Example: Don’t back down. A noted athletic student has been having prolonged disciplinary issues. You threaten to suspend the student from the next two games.
Practical Application: He states, “I don’t care!” (Which you know translates to, “I do care, but why would I let you know?”) Continue with said consequence.
If we’re going to teach students in a school system and prepare them for the real world, we must think outside the box. We must figure out how we can help them succeed in a world that has concrete disciplinary rules. Create an environment where familial ties don’t matter, and where students are not allowed to pass off their responsibilities to others. Discipline is perhaps the greatest gift we as administrators and educators can provide our students to enable them to succeed in the real world.

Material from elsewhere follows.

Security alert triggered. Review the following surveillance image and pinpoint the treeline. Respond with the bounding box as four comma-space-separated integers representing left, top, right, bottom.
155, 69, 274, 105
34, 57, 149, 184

Brett Novick is a certified educational administrator and is licensed as a family therapist. He is the author of Parents and Teachers Working Together: Addressing School’s Most Vital Stakeholders.
Making It Work
Principals should ask themselves the following questions when developing a discipline policy:
- Does this consequence make logical sense in light of what was done?
- Is the disciplinary action instructional or punitive?
- Does the disciplinary action provide a small example of what can be expected in the real world?
- Do the consequences involve as little emotional involvement as possible?
- Is a warning necessary because the student is confused about the infraction?